Палант испуганно перекрестился, трижды сплюнул, показал кукиш через левое плечо, а потом еще на всякий случай из-под ноги.
– Ваше высочество, – сказал он плачущим голосом, – что вы такие страсти рассказываете!.. Теперь не засну весь день… а ночью кусок пирога в горло не полезет.
– Это будет не скоро, – утешил я. – Да и не такая уж катастрофа в сравнении с Войнами Магов. Эти ведьмы будут на вас охотиться, а вы так это лениво прикидывать, какой поддаться…
Он воскликнул с возмущением:
– Как? Уступить охоту женщинам?
– Да, – согласился я, – эти дуры только все испортят. Главное, нас, таких неповторимых. Хотя портимся мы с таким удовольствием!
Сэр Джордан, прислушиваясь с улыбкой, широко раскинутыми руками теснил нас к распахнутым дверям.
В холле вдоль стены я заметил несколько смешных бронзовых собачек с задранными кверху мордами и полураскрытыми, словно для протяжного воя, пащечками.

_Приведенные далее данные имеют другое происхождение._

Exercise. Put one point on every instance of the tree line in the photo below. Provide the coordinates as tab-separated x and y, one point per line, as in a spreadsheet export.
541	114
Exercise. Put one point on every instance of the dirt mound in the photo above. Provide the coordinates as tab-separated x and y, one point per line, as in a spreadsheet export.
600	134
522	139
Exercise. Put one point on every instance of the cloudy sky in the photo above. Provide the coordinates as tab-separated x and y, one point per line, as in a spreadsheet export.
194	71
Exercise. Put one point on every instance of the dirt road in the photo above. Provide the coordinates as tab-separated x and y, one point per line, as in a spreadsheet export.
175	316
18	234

Кто-то им всем вставил по цветочку, я запоздало понял, что здесь такие вазы, вон даже у всех губы вытянуты трубочкой, так ни собаки, ни волки не делают.
Обед был настолько хорош, что я нажрался, как три кабана, а Палант, Альбрехт и Геллерий тоже ели с таким аппетитом, словно и они мардорги, которым обслуживающий персонал той стороны замка готовит и подает свои блюда.

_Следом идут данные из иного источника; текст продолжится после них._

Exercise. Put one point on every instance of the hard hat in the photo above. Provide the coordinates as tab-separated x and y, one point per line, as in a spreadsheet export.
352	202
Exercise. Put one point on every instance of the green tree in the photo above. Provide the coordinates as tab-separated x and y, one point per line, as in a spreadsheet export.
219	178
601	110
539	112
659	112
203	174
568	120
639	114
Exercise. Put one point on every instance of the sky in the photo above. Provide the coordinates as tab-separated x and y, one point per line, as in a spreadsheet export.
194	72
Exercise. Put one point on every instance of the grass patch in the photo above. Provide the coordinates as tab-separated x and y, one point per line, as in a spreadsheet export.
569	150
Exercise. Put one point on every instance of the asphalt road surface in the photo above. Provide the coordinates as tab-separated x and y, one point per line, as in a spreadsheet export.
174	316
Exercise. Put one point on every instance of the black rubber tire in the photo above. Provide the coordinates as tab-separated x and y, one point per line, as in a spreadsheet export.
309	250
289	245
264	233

Сэр Джордан поинтересовался осторожно:
– А как насчет армии, что недавно прошла через наши земли в сторону юга.
– Мы ее встретили, – сообщил я.
Он спросил тише:
– И… как?
– Вообще-то, – сказал я лихо, – там уже винивидивицнули пару армий… если не больше. Но кто запоминает такие мелочи?

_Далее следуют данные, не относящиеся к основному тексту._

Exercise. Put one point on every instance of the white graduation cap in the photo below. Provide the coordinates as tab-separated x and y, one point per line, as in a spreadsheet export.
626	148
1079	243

Он посмотрел на меня несколько странно.
– Да, конечно… Ваше высочество, я впервые вижу такого прекрасного коня, как у вас. Думаю, мчаться на таком все равно что мчаться по небу!
Я ответил вежливо:
– Если Всевышний в самом деле устроил мир верно, то люди должны ездить верхом.
Все заулыбались, сэр Джордан собственноручно взял кувшин и налил мне в серебряный кубок.
– Ваше высочество, – произнес он церемонно, – мы будем рассказывать детям, что у нас останавливался сам Ричард Завоеватель!
Альбрехт подмигнул мне, дескать, уже никто не упоминает ни гроссграфа, ни фюрста, ни даже принца, куда значительнее звучит это вот – Ричард Завоеватель!
Глава 4
После обеда я постарался выжать из сэра Джордана максимум об этих землях, где Бриттия соприкасается с Ирамом, и хотя ничего необычного – тьфу-тьфу – не обнаруживается, но обстановка, как и везде вблизи границ, не ах.